Larsen fires back at Wacker in Spider-Man dustup
The back and forth continues about the appearance of Barack Obama in this week’s Amazing Spider-Man #583, which sports an alternate cover featuring the president-elect.
But this particular thread involves Savage Dragon creator Erik Larsen and Amazing Spider-Man editor Steve Wacker.
It began last week when Larsen posted on a message board that he feels “very betrayed” by Marvel because, in his eyes, the publisher duplicated elements from Savage Dragon #137 — namely, the incentive cover and the use of the “terrorist fist jab” — and used as a story element a shape-shifting villain masquerading as the president, which he’d done previously in an issue of his long-running series.
Then yesterday, Wacker responded with an email to Robot 6 countering Larsen’s assertions: “The idea that this was off-limits because the President-Elect had appeared on another comic cover (or that we wouldn’t have had this idea without Erik Larsen) is beyond preposterous.”
And now Larsen has fired back:
So — lemme get this straight — Steve Wacker from Marvel goes to CBR to say that Marvel never looks at CBR? How does that make sense in any reality? Of course Marvel was aware of the Dragon/Obama cover — Quesada is very aware of Savage Dragon. Hell, he hired my creative team to work on Ash — he drew a pinup in my book — he drew a trading card with Dragon and me on it — he even had fan mail printed in my letters page.
I hear from Marvel employees all the time in regard to Savage Dragon.
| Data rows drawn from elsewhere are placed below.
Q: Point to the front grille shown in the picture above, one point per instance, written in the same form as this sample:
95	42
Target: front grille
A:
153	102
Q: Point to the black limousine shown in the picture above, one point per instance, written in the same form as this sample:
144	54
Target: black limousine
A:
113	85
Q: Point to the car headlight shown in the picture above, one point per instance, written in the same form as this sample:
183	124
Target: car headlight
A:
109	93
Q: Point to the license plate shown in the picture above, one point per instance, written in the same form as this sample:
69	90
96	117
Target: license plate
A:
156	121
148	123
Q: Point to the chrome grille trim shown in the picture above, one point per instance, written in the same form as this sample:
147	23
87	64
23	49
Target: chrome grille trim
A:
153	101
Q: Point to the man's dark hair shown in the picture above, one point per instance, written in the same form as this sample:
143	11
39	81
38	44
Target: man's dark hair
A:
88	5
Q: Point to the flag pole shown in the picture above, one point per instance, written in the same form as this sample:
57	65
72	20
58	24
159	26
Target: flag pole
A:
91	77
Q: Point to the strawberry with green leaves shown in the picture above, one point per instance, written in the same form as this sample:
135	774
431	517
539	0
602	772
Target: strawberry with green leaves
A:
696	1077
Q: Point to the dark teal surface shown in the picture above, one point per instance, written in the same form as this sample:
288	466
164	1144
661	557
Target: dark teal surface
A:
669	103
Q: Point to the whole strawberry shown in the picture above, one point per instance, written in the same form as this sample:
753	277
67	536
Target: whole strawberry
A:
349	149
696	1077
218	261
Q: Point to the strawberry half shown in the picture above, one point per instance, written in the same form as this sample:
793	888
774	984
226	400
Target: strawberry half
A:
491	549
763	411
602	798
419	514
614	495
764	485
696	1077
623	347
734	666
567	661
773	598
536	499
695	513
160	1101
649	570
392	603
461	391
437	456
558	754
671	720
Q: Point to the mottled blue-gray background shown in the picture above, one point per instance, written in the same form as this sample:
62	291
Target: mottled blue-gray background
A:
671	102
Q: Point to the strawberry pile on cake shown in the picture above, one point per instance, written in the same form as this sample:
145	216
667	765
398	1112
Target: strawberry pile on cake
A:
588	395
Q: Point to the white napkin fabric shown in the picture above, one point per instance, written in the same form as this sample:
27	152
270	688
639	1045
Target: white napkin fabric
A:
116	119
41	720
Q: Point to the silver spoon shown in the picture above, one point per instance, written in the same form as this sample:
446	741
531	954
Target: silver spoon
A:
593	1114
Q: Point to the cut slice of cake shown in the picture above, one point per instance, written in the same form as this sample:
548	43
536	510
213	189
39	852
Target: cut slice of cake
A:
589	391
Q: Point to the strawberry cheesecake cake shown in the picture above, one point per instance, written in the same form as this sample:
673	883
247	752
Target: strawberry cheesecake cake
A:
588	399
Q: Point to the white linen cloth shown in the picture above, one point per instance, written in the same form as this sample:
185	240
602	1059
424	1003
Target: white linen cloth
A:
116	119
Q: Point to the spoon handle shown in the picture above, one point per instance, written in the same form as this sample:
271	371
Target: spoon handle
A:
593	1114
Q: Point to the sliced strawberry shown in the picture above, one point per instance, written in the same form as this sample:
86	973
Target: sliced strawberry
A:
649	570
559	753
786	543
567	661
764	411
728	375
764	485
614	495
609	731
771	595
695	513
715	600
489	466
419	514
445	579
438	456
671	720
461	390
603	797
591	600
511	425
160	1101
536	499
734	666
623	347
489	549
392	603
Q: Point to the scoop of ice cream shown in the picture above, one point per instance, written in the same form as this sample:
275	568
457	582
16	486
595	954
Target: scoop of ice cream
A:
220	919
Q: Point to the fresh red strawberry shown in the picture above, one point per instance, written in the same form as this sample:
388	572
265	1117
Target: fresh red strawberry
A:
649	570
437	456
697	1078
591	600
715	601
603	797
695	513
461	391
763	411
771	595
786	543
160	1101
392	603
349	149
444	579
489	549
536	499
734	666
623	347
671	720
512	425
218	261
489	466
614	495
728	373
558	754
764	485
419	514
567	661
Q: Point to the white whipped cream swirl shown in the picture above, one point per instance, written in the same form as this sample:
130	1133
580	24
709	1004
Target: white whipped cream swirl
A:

To deny that anybody at Marvel saw or heard about the Obama alternate cover on Savage Dragon is ridiculous. It was all over CBR and Newsarama and all over the web. Yes — presidents have appeared on the covers of Marvel comics before but never on an incentive cover and never as a publicity stunt. Typically, the appearance of a president on a cover doesn’t have any sales effect, positive or negative, so there’s do such a thing.
Obama is different. Obama is history in our life times. He’s Jackie Robinson. It makes sense for Marvel to do this. They could see how Obama’s appearance resulted in three printings of Savage Dragon and they could anticipate that an appearance on Spider-Man might bring them a lot of attention. It was a good move on their part and I don’t deny that. But — come on — would a simple acknowledgement that I did it first be so hard? And don’t you think that scooting it in under the wire in order to put a lie to the publicity I’d already received for having Obama’s first appearance as President in a comic book just a little bit underhanded?
Coincidences do happen. Four years ago, I did a story where an appearance-altering villain disguised himself as the president. If Steve Wacker didn’t read that it’s not inconceivable to me that he concocted a similar idea on his own. Stories of Presidents being replaced with evil duplicates or even robots aren’t unheard of — but don’t insult my intelligence by claiming that Marvel never looks at Diamond’s Previews or CBR or Newsarama.